Es gibt in der Praxis typische Verhaltensmuster, die frühzeitig auf eine prekäre Situation von Unternehmen hinweisen:

  • ein deutlich reduziertes Bestellverhalten
  • eine schlechtere Zahlungsmoral
  • Zahlungen werden durch ungerechtfertigte Mängelrügen hinausgezögert
  • es werden häufig Rechnungskopien angefordert
  • mündliche Zusagen werden gebrochen
  • eine häufige Änderung in der Geschäftsführung, Bankverbindung oder Firmierung
  • Unternehmen leisten sich keine Neuanschaffungen und nutzen veraltete Produktionsanlagen
  • Verbrauch von Eigenkapital über Jahre hinweg
  • die mehrfache Erhöhung der Kreditlinie (Fremdkapitaleinsatz)

Spedition SPEWIE sieht sich für die Krise gut gerüstet

Simon Wiesholler, Geschäftsführer der SPEWIE Spedition Wiesholler GmbH aus Holzkirchen bei München, sieht die Situation mit gemischten Gefühlen.

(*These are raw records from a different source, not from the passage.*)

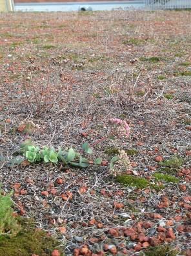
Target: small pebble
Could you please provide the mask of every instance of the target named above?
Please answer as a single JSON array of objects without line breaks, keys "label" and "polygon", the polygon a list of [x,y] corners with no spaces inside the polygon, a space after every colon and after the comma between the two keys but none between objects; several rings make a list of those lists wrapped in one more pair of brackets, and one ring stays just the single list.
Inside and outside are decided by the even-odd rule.
[{"label": "small pebble", "polygon": [[74,236],[74,239],[75,240],[75,241],[79,242],[81,242],[83,241],[83,238],[81,237]]},{"label": "small pebble", "polygon": [[149,233],[149,235],[153,235],[156,233],[156,229],[154,227],[150,227],[147,229],[147,232]]}]

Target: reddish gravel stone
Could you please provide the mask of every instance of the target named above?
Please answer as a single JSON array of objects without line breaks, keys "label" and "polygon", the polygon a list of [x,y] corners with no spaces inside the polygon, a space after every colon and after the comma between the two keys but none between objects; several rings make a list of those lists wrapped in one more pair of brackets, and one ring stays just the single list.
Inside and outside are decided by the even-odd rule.
[{"label": "reddish gravel stone", "polygon": [[116,254],[117,252],[117,248],[115,246],[113,246],[111,248],[109,248],[109,251],[114,255]]},{"label": "reddish gravel stone", "polygon": [[160,241],[155,237],[149,239],[149,243],[152,246],[157,246],[160,244]]},{"label": "reddish gravel stone", "polygon": [[145,227],[146,229],[150,228],[151,227],[153,226],[153,224],[151,222],[144,222],[143,224],[143,227]]},{"label": "reddish gravel stone", "polygon": [[110,228],[110,230],[108,231],[108,233],[114,237],[119,237],[119,231],[116,228]]},{"label": "reddish gravel stone", "polygon": [[128,227],[126,229],[123,230],[123,233],[125,237],[130,236],[133,234],[136,234],[136,229],[132,227]]},{"label": "reddish gravel stone", "polygon": [[172,230],[172,227],[170,227],[168,229],[166,235],[170,239],[176,239],[176,235],[175,235],[174,233],[173,232],[173,230]]},{"label": "reddish gravel stone", "polygon": [[143,248],[147,248],[147,247],[150,246],[150,244],[148,242],[144,242],[142,244]]},{"label": "reddish gravel stone", "polygon": [[154,219],[160,219],[163,218],[163,216],[158,213],[150,213],[150,216]]}]

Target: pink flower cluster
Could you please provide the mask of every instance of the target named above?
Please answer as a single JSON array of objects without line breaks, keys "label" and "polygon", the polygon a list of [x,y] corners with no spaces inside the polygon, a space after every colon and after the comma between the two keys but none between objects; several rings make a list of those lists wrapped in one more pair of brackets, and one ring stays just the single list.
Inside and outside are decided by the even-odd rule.
[{"label": "pink flower cluster", "polygon": [[127,122],[117,118],[111,118],[108,120],[110,124],[114,124],[114,134],[119,137],[128,137],[130,134],[130,128]]}]

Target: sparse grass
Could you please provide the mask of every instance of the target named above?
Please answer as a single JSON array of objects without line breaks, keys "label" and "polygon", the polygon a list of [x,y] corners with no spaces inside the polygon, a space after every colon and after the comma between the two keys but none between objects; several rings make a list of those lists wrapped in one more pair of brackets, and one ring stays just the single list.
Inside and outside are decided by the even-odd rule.
[{"label": "sparse grass", "polygon": [[174,73],[176,76],[191,76],[191,71],[176,71]]},{"label": "sparse grass", "polygon": [[177,183],[179,181],[179,180],[178,178],[177,178],[172,175],[164,174],[161,172],[155,172],[153,174],[153,177],[154,177],[154,178],[156,180],[160,180],[160,181],[166,181],[166,182],[172,182],[172,183]]},{"label": "sparse grass", "polygon": [[179,251],[168,245],[150,247],[144,251],[143,256],[177,256]]},{"label": "sparse grass", "polygon": [[136,95],[137,95],[137,96],[139,96],[139,97],[143,97],[143,96],[144,96],[145,95],[145,91],[136,91]]},{"label": "sparse grass", "polygon": [[144,39],[141,38],[130,38],[127,40],[123,41],[123,43],[124,45],[140,45],[145,43],[146,41]]},{"label": "sparse grass", "polygon": [[140,57],[139,60],[141,62],[156,63],[160,62],[161,58],[159,57]]},{"label": "sparse grass", "polygon": [[12,43],[10,45],[10,48],[14,49],[15,49],[17,46],[22,45],[23,45],[23,42],[22,42],[22,41],[15,41],[15,42]]},{"label": "sparse grass", "polygon": [[180,65],[183,65],[184,67],[189,67],[191,65],[191,63],[188,62],[181,62],[180,63]]},{"label": "sparse grass", "polygon": [[159,165],[163,167],[179,169],[183,163],[183,159],[175,156],[169,159],[163,161]]},{"label": "sparse grass", "polygon": [[105,148],[104,152],[108,156],[117,155],[119,153],[119,149],[114,146],[108,146]]},{"label": "sparse grass", "polygon": [[126,153],[128,156],[135,156],[139,154],[139,151],[136,150],[136,149],[127,149],[125,150]]},{"label": "sparse grass", "polygon": [[160,80],[165,80],[166,77],[165,76],[163,76],[162,75],[160,75],[159,76],[157,76],[157,79]]},{"label": "sparse grass", "polygon": [[0,235],[0,255],[48,256],[59,246],[58,241],[48,237],[46,232],[35,229],[30,220],[22,220],[21,224],[22,229],[16,236]]},{"label": "sparse grass", "polygon": [[49,50],[50,49],[56,48],[56,47],[55,45],[43,45],[43,48]]}]

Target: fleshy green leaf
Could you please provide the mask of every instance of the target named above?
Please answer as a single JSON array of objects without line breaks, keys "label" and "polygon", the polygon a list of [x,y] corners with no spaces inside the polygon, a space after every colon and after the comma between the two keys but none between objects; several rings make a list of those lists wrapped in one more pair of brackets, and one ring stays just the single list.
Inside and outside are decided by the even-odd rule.
[{"label": "fleshy green leaf", "polygon": [[119,157],[117,156],[115,156],[111,159],[111,163],[116,163],[118,160],[119,160]]},{"label": "fleshy green leaf", "polygon": [[52,163],[57,163],[57,161],[58,161],[57,154],[56,154],[56,153],[55,153],[54,152],[51,152],[51,153],[50,154],[50,156],[49,156],[49,160]]},{"label": "fleshy green leaf", "polygon": [[86,158],[83,157],[82,156],[80,156],[79,157],[79,163],[81,164],[81,163],[89,163],[89,160]]},{"label": "fleshy green leaf", "polygon": [[31,139],[25,139],[25,141],[20,145],[20,152],[26,152],[26,151],[28,150],[28,146],[32,146],[33,145],[34,143],[32,142]]},{"label": "fleshy green leaf", "polygon": [[96,158],[94,161],[94,163],[95,165],[101,165],[102,162],[102,158],[101,157],[98,157]]},{"label": "fleshy green leaf", "polygon": [[36,153],[31,151],[26,151],[25,156],[29,162],[34,162],[35,160]]},{"label": "fleshy green leaf", "polygon": [[22,156],[18,156],[15,158],[13,158],[10,161],[10,167],[14,167],[14,166],[19,165],[24,160],[24,157]]},{"label": "fleshy green leaf", "polygon": [[35,146],[28,146],[28,151],[35,152]]},{"label": "fleshy green leaf", "polygon": [[86,153],[92,154],[92,148],[90,148],[88,142],[85,142],[85,143],[83,143],[83,145],[82,145],[82,148]]},{"label": "fleshy green leaf", "polygon": [[74,161],[75,159],[75,151],[72,148],[70,148],[68,150],[67,156],[67,161],[69,162]]},{"label": "fleshy green leaf", "polygon": [[90,165],[89,163],[84,163],[84,162],[82,162],[82,163],[81,163],[79,164],[79,167],[82,167],[82,168],[88,167],[89,165]]},{"label": "fleshy green leaf", "polygon": [[75,163],[75,162],[70,162],[70,165],[75,167],[79,167],[79,163]]},{"label": "fleshy green leaf", "polygon": [[5,163],[6,158],[5,156],[0,155],[0,162]]}]

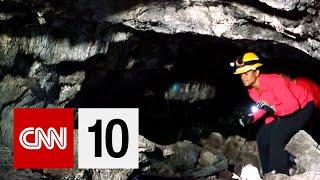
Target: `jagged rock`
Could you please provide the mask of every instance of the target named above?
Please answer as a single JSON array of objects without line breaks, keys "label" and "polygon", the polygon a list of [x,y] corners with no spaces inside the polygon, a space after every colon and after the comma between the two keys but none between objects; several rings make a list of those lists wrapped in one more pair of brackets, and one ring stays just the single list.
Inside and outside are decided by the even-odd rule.
[{"label": "jagged rock", "polygon": [[229,159],[230,164],[235,164],[237,157],[244,149],[245,139],[240,136],[230,136],[225,142],[223,154]]},{"label": "jagged rock", "polygon": [[143,136],[139,136],[139,152],[153,152],[156,144]]},{"label": "jagged rock", "polygon": [[174,154],[168,160],[175,169],[188,170],[195,167],[201,150],[199,146],[186,140],[172,146]]},{"label": "jagged rock", "polygon": [[167,100],[181,100],[190,103],[213,99],[214,97],[215,88],[200,83],[175,83],[165,92],[165,99]]},{"label": "jagged rock", "polygon": [[132,169],[94,169],[92,180],[127,180]]},{"label": "jagged rock", "polygon": [[308,133],[300,130],[290,139],[285,149],[295,157],[300,157],[311,147],[317,147],[317,142]]},{"label": "jagged rock", "polygon": [[210,166],[218,161],[218,156],[207,150],[202,150],[199,157],[199,166]]},{"label": "jagged rock", "polygon": [[228,160],[222,157],[211,166],[198,167],[185,171],[182,176],[185,177],[206,177],[228,168]]},{"label": "jagged rock", "polygon": [[5,76],[0,82],[1,106],[18,100],[27,90],[25,79],[11,75]]},{"label": "jagged rock", "polygon": [[68,76],[59,77],[59,84],[61,85],[59,94],[60,105],[66,104],[76,96],[81,89],[81,84],[84,78],[84,72],[75,72]]},{"label": "jagged rock", "polygon": [[286,174],[272,174],[267,173],[263,177],[264,180],[289,180],[289,176]]},{"label": "jagged rock", "polygon": [[206,139],[201,139],[200,144],[210,150],[219,149],[225,143],[224,137],[217,132],[213,132]]},{"label": "jagged rock", "polygon": [[295,156],[297,173],[320,170],[320,150],[317,143],[305,131],[300,130],[295,134],[285,149]]},{"label": "jagged rock", "polygon": [[50,176],[46,176],[40,172],[32,170],[14,170],[0,168],[0,179],[49,179]]},{"label": "jagged rock", "polygon": [[302,1],[286,1],[286,0],[259,0],[260,2],[266,3],[267,5],[275,8],[275,9],[281,9],[285,11],[292,11],[294,9],[297,9],[299,11],[305,10],[308,6],[314,6],[315,1],[314,0],[302,0]]},{"label": "jagged rock", "polygon": [[264,176],[264,180],[315,180],[320,178],[320,172],[305,172],[294,176],[288,176],[285,174],[271,174],[268,173]]}]

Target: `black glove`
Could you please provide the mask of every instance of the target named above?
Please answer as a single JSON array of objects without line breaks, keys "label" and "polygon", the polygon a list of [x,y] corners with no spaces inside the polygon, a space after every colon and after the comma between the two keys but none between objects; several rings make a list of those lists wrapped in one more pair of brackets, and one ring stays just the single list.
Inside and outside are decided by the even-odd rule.
[{"label": "black glove", "polygon": [[242,114],[239,117],[239,123],[242,127],[245,127],[251,124],[252,119],[253,119],[252,114]]},{"label": "black glove", "polygon": [[256,105],[259,109],[263,109],[269,114],[274,114],[274,107],[272,107],[270,104],[263,101],[259,101]]}]

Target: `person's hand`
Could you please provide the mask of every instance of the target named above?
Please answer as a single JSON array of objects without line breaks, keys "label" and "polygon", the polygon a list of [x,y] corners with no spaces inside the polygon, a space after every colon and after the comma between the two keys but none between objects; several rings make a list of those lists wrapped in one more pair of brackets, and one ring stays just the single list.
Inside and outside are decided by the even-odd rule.
[{"label": "person's hand", "polygon": [[264,101],[259,101],[257,102],[256,106],[259,108],[259,109],[263,109],[265,110],[267,113],[269,114],[274,114],[275,112],[275,109],[274,107],[272,107],[270,104],[264,102]]},{"label": "person's hand", "polygon": [[239,123],[242,127],[246,127],[249,124],[251,124],[252,119],[253,119],[252,114],[242,114],[239,117]]}]

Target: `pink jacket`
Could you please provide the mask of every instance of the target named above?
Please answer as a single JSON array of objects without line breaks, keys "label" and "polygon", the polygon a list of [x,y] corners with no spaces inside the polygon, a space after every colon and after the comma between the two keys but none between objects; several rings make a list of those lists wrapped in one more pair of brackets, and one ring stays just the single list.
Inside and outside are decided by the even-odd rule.
[{"label": "pink jacket", "polygon": [[274,115],[266,117],[265,124],[273,122],[276,117],[290,115],[313,100],[308,90],[278,74],[260,74],[259,85],[260,92],[249,88],[249,96],[255,102],[265,101],[275,109]]}]

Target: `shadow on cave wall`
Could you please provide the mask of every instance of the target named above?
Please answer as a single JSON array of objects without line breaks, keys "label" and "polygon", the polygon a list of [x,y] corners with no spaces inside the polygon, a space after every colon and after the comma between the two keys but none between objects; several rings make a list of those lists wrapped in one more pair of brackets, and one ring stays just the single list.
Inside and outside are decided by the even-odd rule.
[{"label": "shadow on cave wall", "polygon": [[[161,144],[182,139],[197,141],[212,131],[254,139],[259,124],[248,131],[234,119],[252,103],[229,67],[229,60],[245,50],[264,50],[261,57],[266,72],[314,80],[320,77],[318,61],[286,45],[144,32],[111,44],[108,54],[88,59],[81,66],[86,71],[81,91],[67,107],[138,107],[140,134]],[[134,63],[128,68],[130,61]],[[62,72],[64,67],[67,71],[68,66],[60,64],[58,69]],[[164,98],[172,84],[188,82],[215,87],[215,98],[193,103]]]},{"label": "shadow on cave wall", "polygon": [[[13,17],[7,20],[0,20],[0,33],[8,34],[12,37],[50,35],[55,39],[70,39],[71,43],[78,44],[99,39],[99,37],[103,36],[106,33],[104,31],[113,25],[105,21],[108,16],[129,10],[140,3],[152,4],[159,2],[163,6],[174,6],[177,10],[187,6],[183,0],[1,1],[0,13],[6,13]],[[308,15],[306,11],[293,10],[287,12],[252,0],[208,1],[204,2],[204,4],[217,6],[233,2],[257,8],[266,14],[291,20],[298,21]],[[196,2],[191,1],[188,5],[192,6],[194,3]],[[46,24],[39,24],[37,12],[43,12],[41,17],[46,20]]]}]

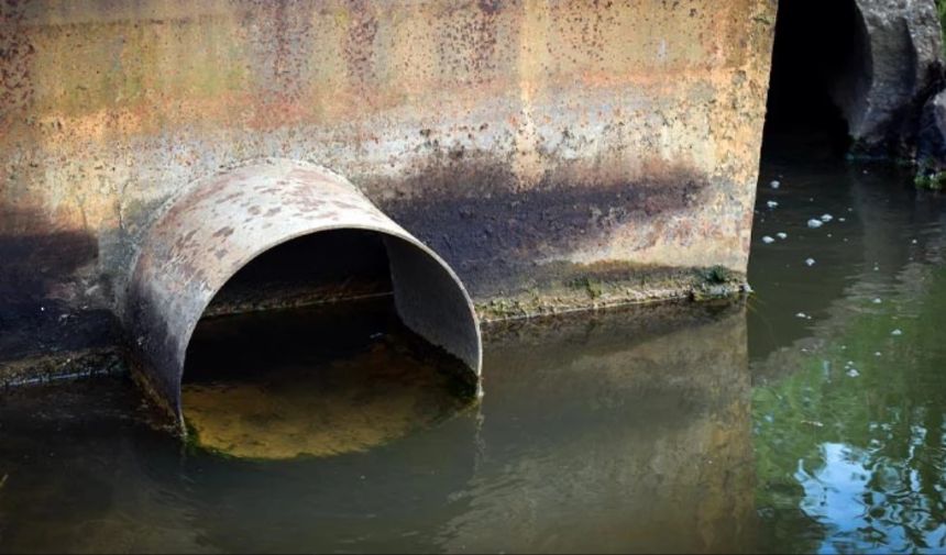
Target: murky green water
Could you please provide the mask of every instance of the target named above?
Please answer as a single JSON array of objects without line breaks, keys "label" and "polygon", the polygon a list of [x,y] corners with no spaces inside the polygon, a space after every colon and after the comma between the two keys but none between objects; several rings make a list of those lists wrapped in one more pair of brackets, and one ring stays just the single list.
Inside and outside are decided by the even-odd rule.
[{"label": "murky green water", "polygon": [[766,164],[747,304],[494,330],[480,406],[408,380],[370,448],[185,447],[122,378],[4,392],[0,552],[946,551],[946,206],[864,169]]}]

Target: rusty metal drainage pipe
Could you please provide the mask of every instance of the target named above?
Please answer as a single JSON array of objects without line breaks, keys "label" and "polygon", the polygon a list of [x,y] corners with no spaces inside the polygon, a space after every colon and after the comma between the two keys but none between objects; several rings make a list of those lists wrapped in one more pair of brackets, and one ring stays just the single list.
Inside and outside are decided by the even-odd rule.
[{"label": "rusty metal drainage pipe", "polygon": [[213,296],[270,248],[344,229],[384,237],[402,320],[462,360],[479,385],[480,323],[453,270],[344,178],[276,160],[198,184],[173,201],[140,245],[124,309],[135,376],[182,431],[187,345]]}]

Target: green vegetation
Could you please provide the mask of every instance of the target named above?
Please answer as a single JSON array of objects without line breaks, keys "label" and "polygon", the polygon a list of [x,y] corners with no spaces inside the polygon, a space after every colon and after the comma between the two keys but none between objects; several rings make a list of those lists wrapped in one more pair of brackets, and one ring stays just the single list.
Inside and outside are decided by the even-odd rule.
[{"label": "green vegetation", "polygon": [[[936,0],[936,12],[939,14],[939,29],[946,36],[946,0]],[[943,54],[946,55],[946,43],[943,44]]]},{"label": "green vegetation", "polygon": [[913,178],[913,184],[917,189],[942,191],[946,186],[946,171],[928,171],[921,167]]}]

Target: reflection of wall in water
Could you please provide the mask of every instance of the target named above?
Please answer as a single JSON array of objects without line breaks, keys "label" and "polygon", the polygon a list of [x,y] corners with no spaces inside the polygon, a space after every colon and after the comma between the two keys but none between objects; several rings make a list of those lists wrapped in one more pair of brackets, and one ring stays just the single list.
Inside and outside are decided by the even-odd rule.
[{"label": "reflection of wall in water", "polygon": [[494,338],[471,509],[442,531],[443,546],[746,546],[745,307],[716,310],[623,311]]}]

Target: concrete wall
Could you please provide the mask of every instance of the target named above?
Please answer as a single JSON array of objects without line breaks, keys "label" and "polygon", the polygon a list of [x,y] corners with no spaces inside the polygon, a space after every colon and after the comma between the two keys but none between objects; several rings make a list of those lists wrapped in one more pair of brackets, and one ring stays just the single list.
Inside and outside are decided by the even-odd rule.
[{"label": "concrete wall", "polygon": [[[623,284],[604,289],[619,302],[680,293],[690,268],[738,277],[774,12],[771,0],[3,2],[0,313],[113,310],[157,209],[266,157],[351,179],[484,312],[554,304],[576,279]],[[580,293],[559,298],[602,301]]]}]

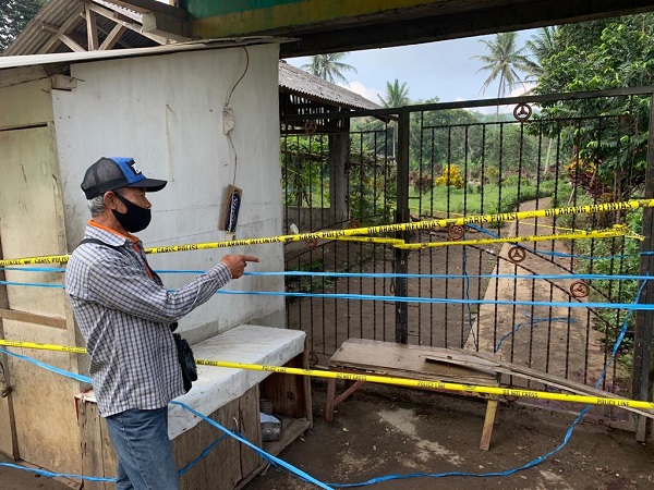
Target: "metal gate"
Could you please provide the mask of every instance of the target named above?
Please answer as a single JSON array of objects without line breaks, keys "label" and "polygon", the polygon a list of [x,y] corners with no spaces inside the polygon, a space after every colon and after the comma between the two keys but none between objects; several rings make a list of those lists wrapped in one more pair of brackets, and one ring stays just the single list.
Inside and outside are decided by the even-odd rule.
[{"label": "metal gate", "polygon": [[[282,137],[286,224],[308,232],[650,197],[652,91],[320,114],[347,120],[349,133]],[[500,105],[513,117],[475,112]],[[649,313],[604,306],[652,294],[628,278],[654,272],[641,254],[651,249],[651,215],[561,213],[289,243],[288,323],[308,333],[316,363],[348,338],[465,347],[642,396]],[[498,243],[506,237],[516,241]]]}]

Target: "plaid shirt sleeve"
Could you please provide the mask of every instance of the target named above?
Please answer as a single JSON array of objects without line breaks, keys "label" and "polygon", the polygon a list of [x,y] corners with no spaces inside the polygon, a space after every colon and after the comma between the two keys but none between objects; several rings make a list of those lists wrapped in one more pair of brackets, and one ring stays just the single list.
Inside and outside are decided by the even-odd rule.
[{"label": "plaid shirt sleeve", "polygon": [[207,302],[231,280],[220,262],[175,291],[168,291],[120,254],[107,254],[88,270],[88,301],[149,321],[171,323]]}]

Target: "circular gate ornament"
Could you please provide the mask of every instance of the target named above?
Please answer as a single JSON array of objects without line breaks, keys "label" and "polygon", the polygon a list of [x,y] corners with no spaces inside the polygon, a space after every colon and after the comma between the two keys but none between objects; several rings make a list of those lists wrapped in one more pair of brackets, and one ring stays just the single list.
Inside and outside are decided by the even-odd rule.
[{"label": "circular gate ornament", "polygon": [[574,281],[570,284],[570,294],[573,297],[586,297],[591,293],[591,287],[583,281]]},{"label": "circular gate ornament", "polygon": [[526,252],[522,247],[511,247],[509,248],[509,260],[513,264],[520,264],[522,260],[526,258]]},{"label": "circular gate ornament", "polygon": [[447,229],[447,236],[451,240],[461,240],[465,234],[465,229],[459,224],[452,224]]},{"label": "circular gate ornament", "polygon": [[513,118],[516,121],[524,122],[531,118],[532,109],[529,103],[519,103],[513,108]]}]

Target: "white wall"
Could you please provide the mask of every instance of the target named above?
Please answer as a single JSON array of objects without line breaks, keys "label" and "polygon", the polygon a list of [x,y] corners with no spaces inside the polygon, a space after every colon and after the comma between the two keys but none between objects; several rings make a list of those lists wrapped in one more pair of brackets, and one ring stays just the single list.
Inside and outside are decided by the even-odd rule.
[{"label": "white wall", "polygon": [[[244,72],[230,101],[235,115],[235,185],[243,189],[232,236],[218,231],[234,175],[222,109]],[[71,75],[78,81],[76,89],[53,91],[70,250],[82,240],[89,218],[80,183],[88,166],[102,156],[134,157],[147,176],[169,181],[164,191],[148,196],[153,223],[138,234],[146,247],[282,233],[277,45],[81,63],[72,65]],[[153,255],[150,265],[156,270],[206,270],[227,253],[261,257],[249,271],[283,270],[280,244]],[[192,275],[162,278],[168,287],[178,287]],[[283,291],[283,279],[243,278],[226,289]],[[280,296],[217,295],[180,327],[197,341],[283,308]]]}]

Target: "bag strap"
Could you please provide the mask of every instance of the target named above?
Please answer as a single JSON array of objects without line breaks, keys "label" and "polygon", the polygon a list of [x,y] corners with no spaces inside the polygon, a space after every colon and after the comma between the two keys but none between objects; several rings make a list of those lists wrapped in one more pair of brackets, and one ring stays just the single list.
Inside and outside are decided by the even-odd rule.
[{"label": "bag strap", "polygon": [[[85,244],[85,243],[95,243],[96,245],[100,245],[104,247],[109,247],[109,248],[113,248],[116,252],[118,252],[121,255],[125,255],[125,250],[123,249],[123,247],[119,246],[119,245],[109,245],[108,243],[102,242],[101,240],[98,238],[84,238],[82,242],[80,242],[80,245]],[[145,268],[147,271],[147,274],[150,278],[154,277],[159,277],[150,267],[149,264],[147,264],[147,260],[145,260]],[[160,281],[160,280],[159,280]]]},{"label": "bag strap", "polygon": [[120,252],[122,254],[121,247],[118,245],[109,245],[108,243],[102,242],[101,240],[98,238],[84,238],[82,242],[80,242],[80,245],[85,244],[85,243],[95,243],[96,245],[101,245],[105,247],[109,247],[109,248],[113,248],[117,252]]}]

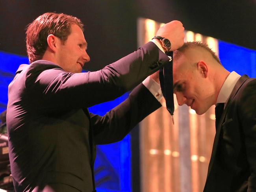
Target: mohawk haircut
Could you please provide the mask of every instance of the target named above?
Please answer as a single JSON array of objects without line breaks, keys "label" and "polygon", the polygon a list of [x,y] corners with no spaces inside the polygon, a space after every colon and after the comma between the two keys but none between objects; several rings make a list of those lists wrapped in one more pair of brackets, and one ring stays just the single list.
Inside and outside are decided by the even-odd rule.
[{"label": "mohawk haircut", "polygon": [[198,47],[202,48],[204,49],[204,50],[210,53],[216,61],[220,65],[222,65],[221,63],[219,58],[216,54],[216,53],[211,50],[211,49],[209,47],[209,46],[207,44],[202,43],[200,41],[188,42],[185,42],[182,47],[174,51],[173,53],[174,57],[175,57],[177,58],[179,58],[181,55],[181,54],[184,53],[186,50],[189,50],[190,48],[193,49],[193,48]]}]

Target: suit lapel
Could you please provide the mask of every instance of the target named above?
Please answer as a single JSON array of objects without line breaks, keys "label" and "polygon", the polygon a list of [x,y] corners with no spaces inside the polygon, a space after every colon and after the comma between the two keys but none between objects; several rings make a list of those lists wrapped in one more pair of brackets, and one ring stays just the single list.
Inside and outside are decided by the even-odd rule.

In der eigenen Firma habe man vorausschauend geplant und stehe deshalb unverändert auf einem soliden unternehmerischen Fundament. Die heutige Krisensituation sei ja in so mancher Hinsicht voraussehbar gewesen, so Wiesholler. Zu einer gewissen Belastung sei jedoch die gestiegene Unsicherheit bei der Zahlungsmoral und Zahlungsfähigkeit einiger Kunden geworden. In Zeiten wie diesen müsse man schon besonders aufpassen, dass die Außenstände nicht zu hoch werden und dass man säumigen Zahlern rechtzeitig auf die Füße steigt.

Insgesamt betrachtet sieht Wiesholler aber auch die positiven Aspekte einer solchen Krise. Die lange Zeit des billigen Geldes habe viele unvorsichtige Kaufleute zu letztlich unsinnigen Investitionen verführt. Dafür müsse jetzt die Zeche bezahlt werden. Der derzeit stattfindende Bereinigungsprozess wird schwache Unternehmen aus dem Markt drängen und wird dazu führen, dass suboptimal allokierte Produktionsfaktoren wieder besser eingesetzt werden.